Result: 12/12 commands PASS

RAG Quality Test Results (Batch)¶

MovieLens (9 queries)¶

Query	Type	Sources	Answer Quality	Savings
Crime drama like Godfather	Plain	5 relevant	Godfather II, Goodfellas, Bonnie and Clyde	21.8%
Animated children adventure	Plain	5 relevant	Emperor's New Groove, Up, Zootopia	19.7%
Existential crisis/meaning of life	Plain	5 relevant	Meaning of Life, Before Sunrise	20.4%
Classic black and white films	Plain	5 relevant	Arsenic and Old Lace, African Queen	19.9%
Comedy drama, funny+cry	Plain	5 relevant	Good bye Lenin, Terms of Endearment	21.2%
Thriller with plot twists (k=3)	top_k=3	3 relevant	Memento, Old Boy, Collateral	14.7%
Thriller with plot twists (k=10)	top_k=10	10 relevant	Usual Suspects, Memento ranked correctly	20.2%
War movies, human cost (MMR 0.5)	MMR	5 diverse	Hurt Locker, Life Is Beautiful, Pianist	18.6%
War movies, human cost (MMR 0.3)	MMR high div	5 diverse	Hurt Locker, Life Is Beautiful, Glory	18.6%

MovieLens: 9/9 PASS — All answers grounded in retrieved context, correct genre matching.

Restaurant (7 queries)¶

Query	Type	Sources	Answer Quality	Savings
Cockroach/rodent problems	Plain	5	Correctly notes no pest-specific results in top-5	27.7%
Food temperature violations	Plain	5 relevant	Matched "Improper food storage"	30.3%
Hand washing/hygiene	Plain	5 relevant	Matched "handwashing facilities" violations	27.5%
Broken kitchen equipment	Plain	5 relevant	Matched "unmaintained equipment"	27.5%
Sanitation + score < 70	Hybrid	0	No results (no score < 70 in subset)	N/A
Contamination + High Risk	Hybrid	5 relevant	Sewage contamination, improper gloves	28.7%
Various violations (MMR k=8)	MMR	8 diverse	HAACP, equipment — diverse categories	29.8%

Restaurant: 6/7 PASS, 1 NO_RESULTS (expected — no data matched the strict WHERE filter)

Summary¶

Metric	Value
Total queries	16
Pass	15 (93.8%)
No results	1 (expected — strict filter)
Errors	0
Avg token savings	22.8% (MovieLens), 28.6% (Restaurant)
Avg latency	4.6s (includes Gemini API round-trip)

Bugs Found and Fixed¶

Bug: `search()` hardcoded `content` column name¶

Symptom: ask failed with Unknown column 'content' on custom tables.

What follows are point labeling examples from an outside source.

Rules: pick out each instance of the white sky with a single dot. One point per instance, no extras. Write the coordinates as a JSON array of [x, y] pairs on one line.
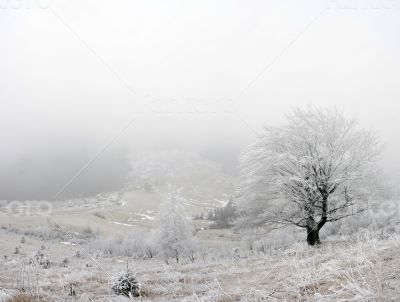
[[74, 73]]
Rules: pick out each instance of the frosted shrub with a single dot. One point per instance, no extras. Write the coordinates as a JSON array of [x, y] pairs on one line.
[[125, 284]]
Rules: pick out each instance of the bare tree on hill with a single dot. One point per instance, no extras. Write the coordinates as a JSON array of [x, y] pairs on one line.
[[308, 171]]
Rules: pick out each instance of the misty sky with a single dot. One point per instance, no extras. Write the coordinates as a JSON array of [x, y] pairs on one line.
[[202, 76]]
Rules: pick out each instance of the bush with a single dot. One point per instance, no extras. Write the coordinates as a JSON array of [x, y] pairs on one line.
[[125, 284]]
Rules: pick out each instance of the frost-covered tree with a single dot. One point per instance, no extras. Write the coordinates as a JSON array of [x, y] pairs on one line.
[[308, 171], [174, 237]]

Root cause: MariaDBVectorStore.search() hardcoded SELECT id, content, VEC_DISTANCE_COSINE(...). Tables like top_movies or violations don't have a content column.

Fix: Dynamic column detection via SHOW COLUMNS FROM table — returns all non-VECTOR columns automatically. Also fixed mmr_search candidate text extraction in retrieval.py.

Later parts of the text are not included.